While Molli bonded with Atlanta, Tony and I made conversation on a variety of subjects. Past lives, religion, philosophy and just the general way of being and living. Tony is really the person who reinforced the idea of “living intentionally” to me. Living life on autopilot is an easy way to live, but often very unfulfilling. Conversations with Tony are never boring and always provide me with a ton of insight and subjects to ponder.
We arrived in Zubiri shortly before noon. I could feel a couple of hotspots developing on my feet, so I told them I needed to sit and let my dry and rest for a few minutes. I could feel they wanted to continue. Unusual for Tony, he remarked, “It’s only noon, we should keep walking.”
Molli made a similar comment. I didn’t show my reluctance, but said if we ate and rested for a few we could push on to the next town. After Molli sat down, and pulled off her socks, she immediately noticed a huge blister on her pinky toe. This made the decision whether we would hike any more. The Camino is a marathon, not a sprint. Sometimes it takes huge neon signs, in this case a huge blister, to reinforce to us that we need to slow down and enjoy the town.

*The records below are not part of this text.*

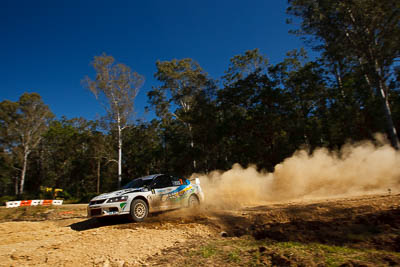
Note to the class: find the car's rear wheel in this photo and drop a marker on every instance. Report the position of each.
(193, 201)
(139, 210)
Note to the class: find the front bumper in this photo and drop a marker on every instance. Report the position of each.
(107, 209)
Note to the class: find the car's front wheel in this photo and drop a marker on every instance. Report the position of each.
(193, 201)
(139, 210)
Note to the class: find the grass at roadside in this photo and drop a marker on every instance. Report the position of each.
(247, 251)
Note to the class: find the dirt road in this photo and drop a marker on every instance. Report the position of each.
(369, 225)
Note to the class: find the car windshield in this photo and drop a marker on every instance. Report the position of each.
(136, 183)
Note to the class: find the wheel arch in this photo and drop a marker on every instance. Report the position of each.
(142, 198)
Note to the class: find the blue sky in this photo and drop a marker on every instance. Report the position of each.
(47, 46)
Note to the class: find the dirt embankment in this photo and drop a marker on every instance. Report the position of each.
(359, 230)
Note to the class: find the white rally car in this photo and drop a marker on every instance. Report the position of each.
(147, 194)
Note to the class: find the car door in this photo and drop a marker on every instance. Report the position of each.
(163, 189)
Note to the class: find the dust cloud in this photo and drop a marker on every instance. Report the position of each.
(360, 168)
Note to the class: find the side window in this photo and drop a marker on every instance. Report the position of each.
(177, 181)
(161, 182)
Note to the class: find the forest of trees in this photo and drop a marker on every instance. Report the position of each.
(257, 113)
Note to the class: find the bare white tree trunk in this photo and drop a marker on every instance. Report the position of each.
(24, 167)
(119, 152)
(98, 175)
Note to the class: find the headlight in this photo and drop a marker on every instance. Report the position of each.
(117, 199)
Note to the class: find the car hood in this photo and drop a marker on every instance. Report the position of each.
(120, 193)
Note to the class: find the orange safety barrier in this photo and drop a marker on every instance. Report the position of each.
(47, 202)
(25, 203)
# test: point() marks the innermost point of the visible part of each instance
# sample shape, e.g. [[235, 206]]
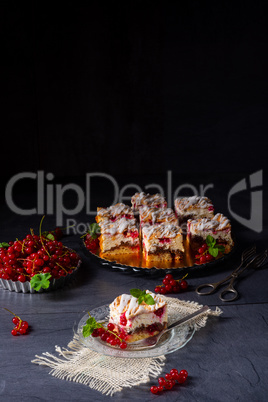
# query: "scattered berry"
[[92, 237], [170, 380], [170, 285], [23, 259], [21, 327]]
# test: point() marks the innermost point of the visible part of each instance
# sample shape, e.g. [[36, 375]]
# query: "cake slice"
[[162, 242], [134, 321], [153, 216], [114, 212], [219, 227], [194, 207], [139, 200], [118, 237]]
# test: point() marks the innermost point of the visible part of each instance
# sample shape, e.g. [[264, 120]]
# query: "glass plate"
[[175, 339]]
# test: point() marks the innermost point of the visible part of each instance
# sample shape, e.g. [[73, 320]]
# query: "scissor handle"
[[214, 286], [229, 293]]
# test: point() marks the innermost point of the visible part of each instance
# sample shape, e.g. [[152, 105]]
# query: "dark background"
[[135, 87]]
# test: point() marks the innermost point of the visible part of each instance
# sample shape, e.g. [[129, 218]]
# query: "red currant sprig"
[[170, 285], [21, 327], [203, 255], [170, 380], [110, 336]]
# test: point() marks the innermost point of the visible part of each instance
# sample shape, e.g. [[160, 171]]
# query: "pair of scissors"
[[249, 258]]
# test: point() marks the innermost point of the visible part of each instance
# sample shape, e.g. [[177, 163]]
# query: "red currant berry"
[[15, 320], [168, 288], [154, 389], [209, 257], [104, 336], [184, 284], [204, 247], [202, 259], [21, 278], [101, 331], [95, 333], [169, 384], [173, 283], [24, 324], [161, 381], [169, 277], [176, 289], [181, 378], [110, 326], [168, 376], [184, 372], [163, 290]]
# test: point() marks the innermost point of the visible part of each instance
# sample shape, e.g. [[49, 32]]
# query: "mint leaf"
[[221, 248], [94, 230], [48, 235], [135, 292], [213, 251], [91, 324], [149, 299], [4, 244], [39, 281], [141, 295], [210, 241]]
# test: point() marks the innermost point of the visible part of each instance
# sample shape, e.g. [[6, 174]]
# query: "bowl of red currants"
[[37, 263]]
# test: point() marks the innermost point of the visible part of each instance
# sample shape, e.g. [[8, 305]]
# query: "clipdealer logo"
[[51, 197], [255, 222]]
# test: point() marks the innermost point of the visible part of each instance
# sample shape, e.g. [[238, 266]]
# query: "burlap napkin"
[[108, 374]]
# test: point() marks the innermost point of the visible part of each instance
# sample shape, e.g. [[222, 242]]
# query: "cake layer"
[[218, 227], [193, 208], [152, 216], [114, 212], [136, 321], [141, 199], [119, 236], [162, 240]]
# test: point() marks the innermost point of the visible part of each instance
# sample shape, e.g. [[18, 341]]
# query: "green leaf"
[[149, 299], [213, 251], [4, 244], [39, 281], [141, 295], [48, 235], [91, 324], [94, 230], [135, 292], [210, 241], [89, 327], [221, 248]]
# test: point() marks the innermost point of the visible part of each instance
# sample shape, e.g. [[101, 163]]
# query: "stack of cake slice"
[[119, 230]]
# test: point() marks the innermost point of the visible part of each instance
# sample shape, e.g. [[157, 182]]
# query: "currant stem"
[[10, 311], [40, 235]]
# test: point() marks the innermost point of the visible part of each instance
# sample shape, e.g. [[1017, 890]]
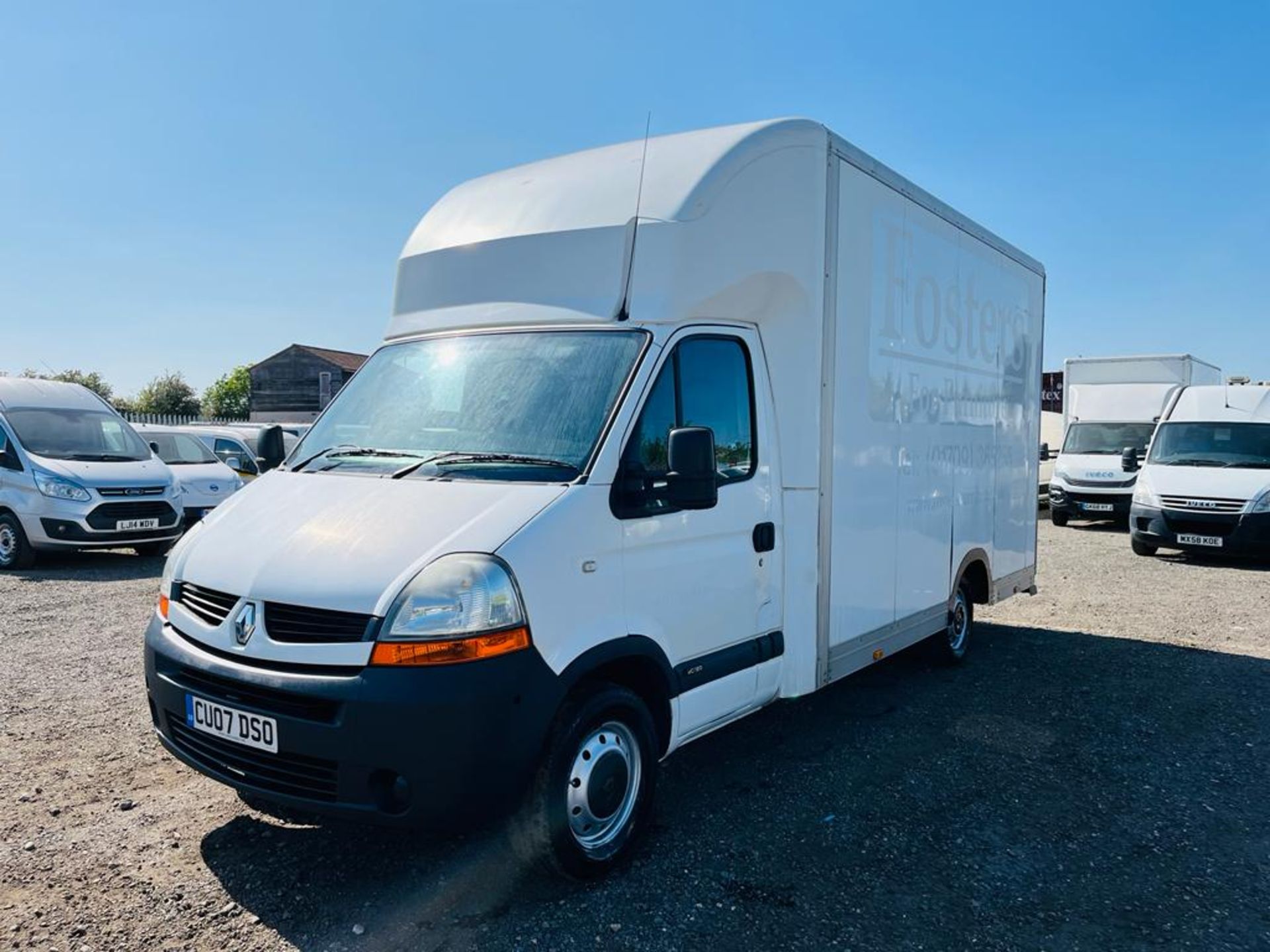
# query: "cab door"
[[704, 583]]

We found a beautiful hostel to stay in called Rio Arga. The place is practically brand new and very small. they have a total of 12 beds. The three of us secured a room that has 2 sets of bunkbeds and its own private bathroom. The best part, it only cost 15 euro. My reluctance of staying at hostels has completely disappeared. I understand not all hostels are this nice, but for now, I’m completely content living the sweet life. The proprieter was most gracious. Hospitality at its finest.
After checking in, we make our way to a cafe to enjoy lunch. Molli and I both indulge in paella that was most delicious. The seafood tasted as if it had been caught this morning.
From there, we grabbed a couple of beers and headed down to the river next to our hostel to soak our feet. We lounged and soaked for close to 2 hours. Other pilgrims joined and one had the gumption to jump in. The water was quite cold, but within minutes there were 7 people swimming. One female pilgrim, stripped down to the buff and took the plunge. Carefree living! Shortly after Molli and Tony took the plunge. It was nothing short of an amazing afternoon. To think, had we pushed on, we likely wouldn’t have had this experience.
Another lesson. Slow down and enjoy the now. A remarkable day.
One of the pilgrims we met named Tyran is hiking the Camino to raise money. His closest friend in Australia had a son born with Spinal Muscular Atrophy. If you are interested in reading his story or donating please visit: https://www.facebook.com/MacksattackagainstSMA
Today, we listen to the rush of the river, shared laughter with friends and strangers, and enjoy a cold beer.
PS. Pictures are going to be rare. WordPress on the iPhone just isn’t picture friendly. Or at least it’s smarter than me. But for now here are a few…
Our hostel to the river.
Molli’s first blister. It’s gnarly. I have taped it up. Lets hope the tape job works well.
Fellow pilgrims enjoy a brisk swim in the river. Tyran is the bearded gentleman in the middle. He’s raising money for his friend.
Paella and beer. Perfecto!!
Cemetary along the way.
Horses enjoying a drink from the river. And the view from our hostel.